Following the Postal Regulatory Commission’s second rejection of proposed Standard Mail rate changes, the U.S. Postal Service has postponed its original April 26 implementation date. An “Industry Alert” sent to customers by the Postal Board of Governors late last week said that no date would be set until after PRC approval is received for market-dominant rates.
“This decision was primarily motivated by a desire to eliminate potential adverse impacts on postal customers that might result from a staggered implementation of our new prices,” read the notice. “After considering the complexity of the required programming changes…[and] the specific complications that our customers might face…the Postal Service has decided to delay implementation until all of our proposed rates and classification changes can be implemented at one time.”

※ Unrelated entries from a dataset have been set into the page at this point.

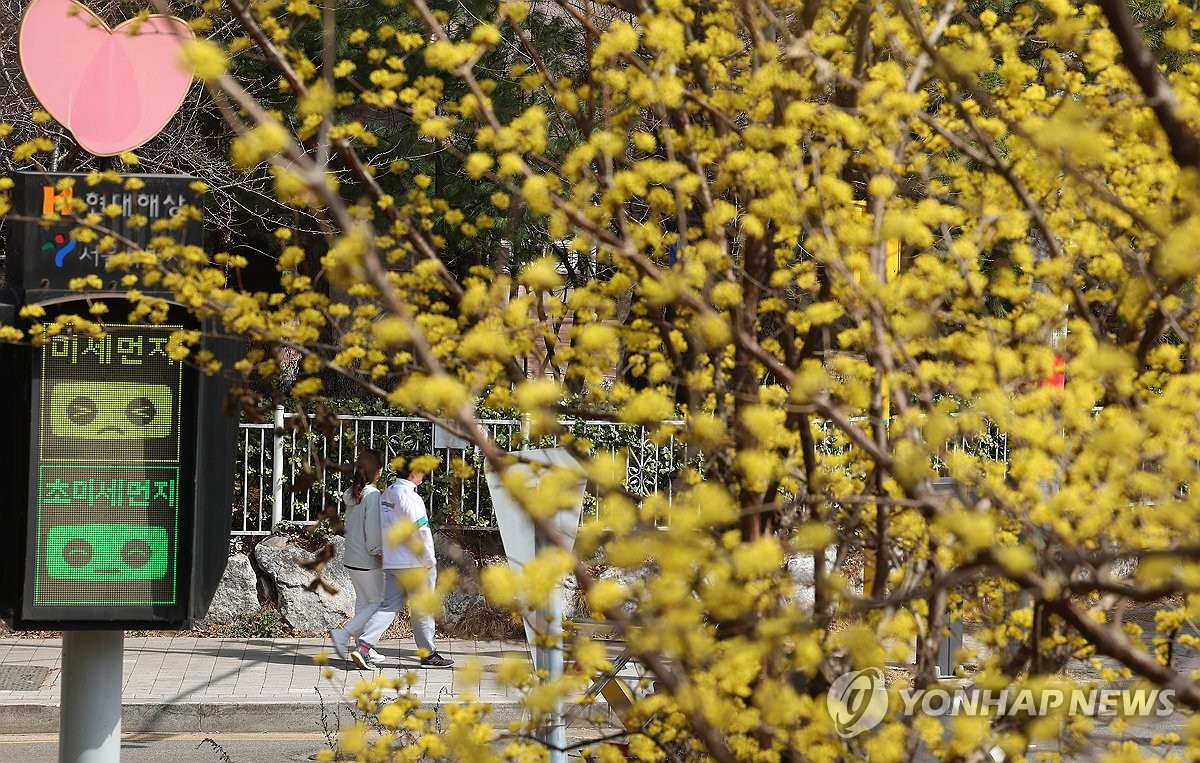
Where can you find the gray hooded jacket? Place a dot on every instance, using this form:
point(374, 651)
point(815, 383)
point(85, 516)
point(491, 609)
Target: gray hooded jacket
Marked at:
point(364, 539)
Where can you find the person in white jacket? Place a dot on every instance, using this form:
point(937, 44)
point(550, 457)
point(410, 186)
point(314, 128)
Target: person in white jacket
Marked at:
point(364, 551)
point(400, 504)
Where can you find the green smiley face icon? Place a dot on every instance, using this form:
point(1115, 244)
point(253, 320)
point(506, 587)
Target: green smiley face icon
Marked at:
point(111, 410)
point(107, 552)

On March 6, the PRC had bounced back to USPS rate changes on Standard Mail, Periodicals, and Package Services, citing lack of compliance with regulations. The Postal Service’s amended proposal was rejected on the 18th due to inconsistencies in accounting and the lack of an explanation for failing to apply Q4 data to its calculations.
“We have no desire to saddle our valued customers with the additional costs and burdens of a staggered implementation while we work with the PRC to obtain final approval of our remaining prices,” the notice said. ”We will set a new implementation date when we propose new prices for Standard Mail, Periodicals, and Package Services in response to the PRC’s March 18th remand order.”